Attachment Parenting Never Ends.

“Mom, will you sing to me?” A question that I have heard now for more than 17 years as each day comes to a close. When my boys were babies, I started singing to them every night.  As they grew, it didn’t change, although no longer cradling them in my nursing arms. I began to crawl into their bed with them, lay down, spooning them, and sing.

We sing three songs:

  • The classic, “Twinkle, Twinkle Little Star”

  • A song I made up to the tune of Frere Jacques that we call “I love Ziah” (insert Luna or Tevan)

  • “Lullaby & Goodnight”

I’m not sure what made me start doing this. But I just love it so much. And don’t get me wrong there are days where I don’t feel at all like stopping what I am doing and singing. But someday, they won’t ask anymore.

Tevan my oldest, now in his senior year of high school, outgrew asking me around 10. I was not ready, and kept asking him: Are you sure you don’t want me to sing? “Yea mom, I don’t need that anymore.” Looking back, it also aligned with my becoming a single mom, and I think he was trying to be THE BIG boy in the house. But you bet, momma wanted to keep singing.

And funny enough, thinking about other things children wean from, I’ve often heard that if you allow children to outgrow things themselves, they often will be ready before you! And that when it happens like that, rather than being parent driven, you know you’ve honored them, their independence, and given them what they needed.

Fast forward to today. Tevan is broaching his adulthood and becoming an independent man. Luna, nearly 15, is in his first year of high school and driving. And then there is my Ziah, in middle school and almost 12. I am choked up right now writing that down. How can that be? I know everyone says that…sigh. But man, when it happens to you, get ready, put your seat belt on and have some kleenexes at your disposal.

I am remarried, and in a beautiful relationship with a man that has stepped up to father my boys. And these boys as they shuffle off to bed, make sure to say, “I love you, Peter”. Tevan is still ‘all grown up’, and has not asked for singing since. Luna seems to be slowly getting there. Luna is my Mr Responsible, who has an alarm set on his phone for every homework assignment. Some nights, I don’t even know he went to bed, but you can bet it is an appropriate hour with that boy. Other nights, his boyish face steps in, and smiling he looks at me, and asks, “Mommmm, can you sing to me?”. Those words coming from this young man, with feet bigger than mine, now my own height, and his lanky body…they melt me. We’ve now graduated from lying in his bed, to now he jumps into mine, or sits on my lap….I KNOW!…and we sing.

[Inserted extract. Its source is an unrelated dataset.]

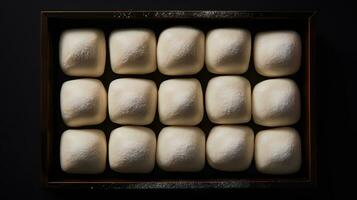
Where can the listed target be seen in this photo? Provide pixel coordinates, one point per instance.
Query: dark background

I caress his blonde head of hair, singing, while I am in awe at his growing body that I made. He gets heavy and sinks into my body just like he did when he was little. His breathing slows, and unconsciously, his hands start fondly rubbing and hugging me. I am immediately transported to what I know is Heaven.

And then there is Ziah. This babe is my youngest, my boldest, and my most dramatic of all the boys. He rarely lets an evening go by without singing. And if he’s been at a sleepover, I’ve been out of town or I’ve been gone when he goes to bed, BOY! Do I hear about it. Here he comes…Mommmm you haven’t sung to me in forevvvvverrrrrr!!!! A smile brightens in my heart. He climbs into bed, onto the couch or wherever I might be, and we fall into each other. His pace of breathing almost immediately slows to the sleep breathing, his weight I can certainly feel, oooooooff, and his sweet face and body is right back to those precious memories of our nursing days.

Our nursing days! It is really like my breastfeeding days have been extended with our singing evenings. Without even realizing it until I am writing this right now..that is exactly what it is!!! I've extended our nursing and my attachment parenting with our singing.

Can you sing to me, mom? I never want them to stop asking. But as with Tevan, they will. Just like with everything, they need me until I’ve done my job and they don’t. Isn’t that the whole point of this parenting thing? Being able to raise children who are capable, strong, wise, independent, and know when they need to ask for help and when they don’t?

My world and my career have been surrounded with children, parenting and attachment. Turns out attachment does not end when they turn one, start pre-school or begin driving. It is a way of life. Attachment has and remains the core of my mothering. And it is never going to end. As they grow into adulthood, have their own relationships, their own children and are navigating the unknown…I’ll be there, ready to give them anything they need, and maybe they’ll let me sing to them once more.